De la guerra contra los ‘infieles’

Atentados del EI en Francia

 

Por Gonzalo Duque-Escobar

Se ha vilipendiado la Francia de Robespierre, símbolo occidental de libertad, igualdad y fraternidad, principios de 1789 impulsados por la intelectualidad y la burguesía en beneficio de los comerciantes y artesanos. Desde las revoluciones que fundaron estas repúblicas, se enfrentaron rancias monarquías que mantenían sus privilegios permitiendo el expolio, la usura, la represión, el sometimiento y la violación de los derechos de los pueblos. El agresor de ahora, el Daesh en nombre del Estado Islámico EI, secta fundamentalista de seguidores del islam, religión abrahámica monoteísta compuesta por más de mil millones de musulmanes en el mundo que invocan el nombre de Ala como principio suficiente. Repudiable y contradictorio hecho, ajeno por demás al modo de vida islámico basado en una relación personal entre Alá y el creyente, cuyo código de normas ordena, además de orar, ayunar, tributar y peregrinar, hacer el bien, prohibir el mal, amar y ser amigos de aquellos que los aman, y ayudar a los pobres y necesitados.

Surgen entonces preguntas, como: qué ocurre y cuál es el origen de esa violencia que pasa por el Talibán, Al Qaeda y ahora por el EI, soportada en el terrorismo sangriento que sacudió a New York en 2001, a Madrid en 2004 y ahora a París; y qué afinidades pueden existir entre ese fanatismo y dogmatismo religioso, con la ideología que invocando a Marx y Lenin ha iluminado el conflicto colombiano por medio siglo, donde también el “paraestado” perverso al igual que el colonialismo intervencionista, ha engendrado una generación de creyentes, dispuestos a matar, sembrar de minas los campos, poner bombas o morir en nombre de la libertad y los pobres.
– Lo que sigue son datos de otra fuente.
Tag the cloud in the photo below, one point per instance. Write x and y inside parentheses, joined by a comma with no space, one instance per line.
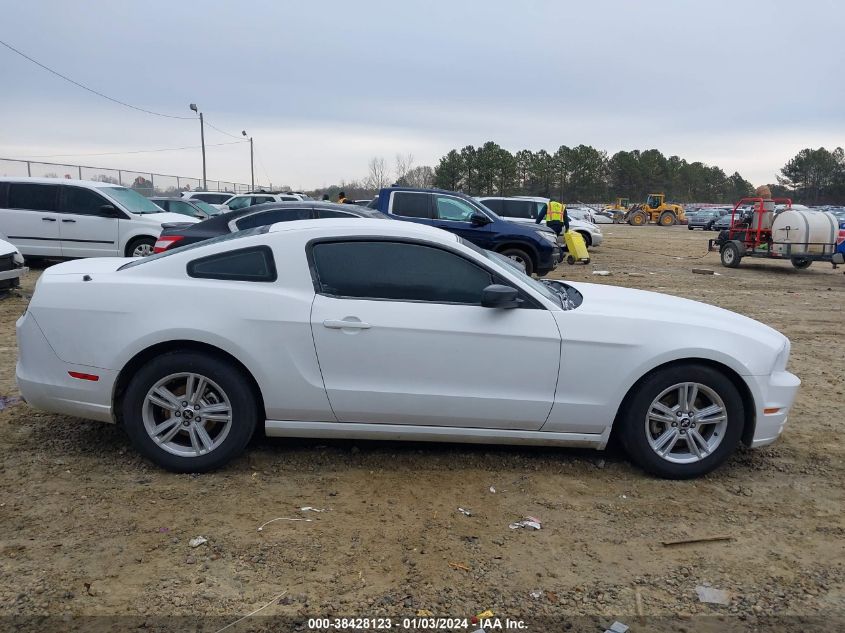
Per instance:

A modo de respuesta, dos cosas son evidentes: una, que la guerra armada no es el camino, así la componente militar institucionalizada sea un complemento necesario; y dos, que la solución a conflictos de esta naturaleza, exige que las partes implicadas reconozcan y tengan la voluntad de corregir las causas profundas que históricamente los explican.
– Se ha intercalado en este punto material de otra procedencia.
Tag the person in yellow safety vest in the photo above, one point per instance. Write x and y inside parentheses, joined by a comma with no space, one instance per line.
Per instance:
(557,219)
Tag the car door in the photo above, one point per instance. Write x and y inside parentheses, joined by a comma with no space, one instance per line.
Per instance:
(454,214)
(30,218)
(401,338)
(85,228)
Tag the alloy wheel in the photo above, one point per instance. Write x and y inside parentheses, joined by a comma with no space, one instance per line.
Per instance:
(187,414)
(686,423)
Entre aquellas, además de las secuelas del colonialismo del siglo XIX, de los 70 años del conflicto árabe-israelí, y recientemente el apoyo occidental a la guerra de Iraq contra el régimen shiita iraní, la invasión a Afganistán en 2001 y el provecho sacado de la “ Primavera Árabe”, se suman la desigualdad, el desempleo y la falta de oportunidades entre los jóvenes migrantes; máxime ahora cuando el creciente número de refugiados presiona a los Estados miembros de la Unión Europea con la crisis humanitaria del Mediterráneo. Surgido en 2003 como una organización próxima a Al Qaeda, el EI además de reclamar autoridad religiosa sobre el mundo musulmán, pretende controlar todas las regiones musulmanas, recurriendo a ejecuciones públicas de prisioneros y decapitaciones masivas de quienes se niegan a la conversión al Islam, incluyendo niños, y a la destrucción de templos y mezquitas patrimoniales.
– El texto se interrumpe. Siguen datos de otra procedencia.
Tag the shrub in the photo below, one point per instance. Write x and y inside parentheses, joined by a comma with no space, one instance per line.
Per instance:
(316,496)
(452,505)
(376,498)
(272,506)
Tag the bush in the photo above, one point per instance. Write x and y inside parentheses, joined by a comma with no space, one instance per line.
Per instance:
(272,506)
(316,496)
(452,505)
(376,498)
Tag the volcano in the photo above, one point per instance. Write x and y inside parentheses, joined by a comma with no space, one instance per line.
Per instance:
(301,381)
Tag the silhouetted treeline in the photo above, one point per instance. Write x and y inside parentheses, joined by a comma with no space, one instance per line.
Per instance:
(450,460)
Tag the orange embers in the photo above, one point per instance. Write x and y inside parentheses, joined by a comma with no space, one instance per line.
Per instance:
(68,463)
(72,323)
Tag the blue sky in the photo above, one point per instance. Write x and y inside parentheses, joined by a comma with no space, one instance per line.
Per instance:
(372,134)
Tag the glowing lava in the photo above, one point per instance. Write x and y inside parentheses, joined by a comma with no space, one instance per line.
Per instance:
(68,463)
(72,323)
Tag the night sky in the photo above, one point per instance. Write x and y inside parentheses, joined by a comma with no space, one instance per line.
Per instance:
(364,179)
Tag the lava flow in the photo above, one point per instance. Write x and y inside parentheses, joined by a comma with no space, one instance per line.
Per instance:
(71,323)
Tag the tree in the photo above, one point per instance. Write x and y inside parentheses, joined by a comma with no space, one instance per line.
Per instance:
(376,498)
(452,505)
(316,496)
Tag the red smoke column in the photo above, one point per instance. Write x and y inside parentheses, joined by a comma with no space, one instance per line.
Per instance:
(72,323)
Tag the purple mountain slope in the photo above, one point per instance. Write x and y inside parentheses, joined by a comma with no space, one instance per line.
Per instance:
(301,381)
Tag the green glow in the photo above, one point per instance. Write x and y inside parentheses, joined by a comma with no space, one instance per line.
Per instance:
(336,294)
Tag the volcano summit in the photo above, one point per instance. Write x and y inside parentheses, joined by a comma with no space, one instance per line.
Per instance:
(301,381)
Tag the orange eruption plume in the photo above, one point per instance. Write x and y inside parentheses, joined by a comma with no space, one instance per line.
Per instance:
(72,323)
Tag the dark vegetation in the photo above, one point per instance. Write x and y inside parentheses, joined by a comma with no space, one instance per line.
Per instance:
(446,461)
Esta dificultad que se enfrenta con radicales fundamentalistas islamistas, no proviene de una maldad intrínseca de la comunidad islámica, sino del desconocimiento de su cultura y de una deuda histórica de estigmatización y explotación. Actos de barbarie como la muerte de periodistas, fruto del atentado yihadista contra el semanario satírico francés Charlie Hebdo, o los cometidos por radicales inmolados tras la matanza de París del pasado viernes 13, son una seria amenaza a la seguridad del mundo occidental sin precedentes, proveniente de una organización virtual, terrorista e insurgente, el autoproclamado califato del EI asentado en un amplio territorio de Irak y Siria, como grupo de naturaleza fundamentalista, encriptado con más de tres mil seguidores en Europa, y organizaciones y células consolidadas de avanzada en Francia y Bélgica.

Antes que la fuerza del abominable aparato militar en manos del Estado para enfrentar el EI o el Daesh, se requiere, además de una política contraria a las prácticas de dominación que han vulnerado la autonomía de aquellos pueblos, del imperio de la razón y del argumento para enfrentar ideologías que conceden poder a los extremistas, además de hechos convincentes para ejercer autoridad moral y construir, bajo consensos no coactivos, una sociedad plural e incluyente, todo en un ambiente favorable a la esperanza que le devuelva la dignidad a quienes podrían ser objeto de reclutamiento. Adicionalmente, habrá que avanzar en materia de desarrollo humano, focalizando la atención en grupos marginados y comunidades excluidas.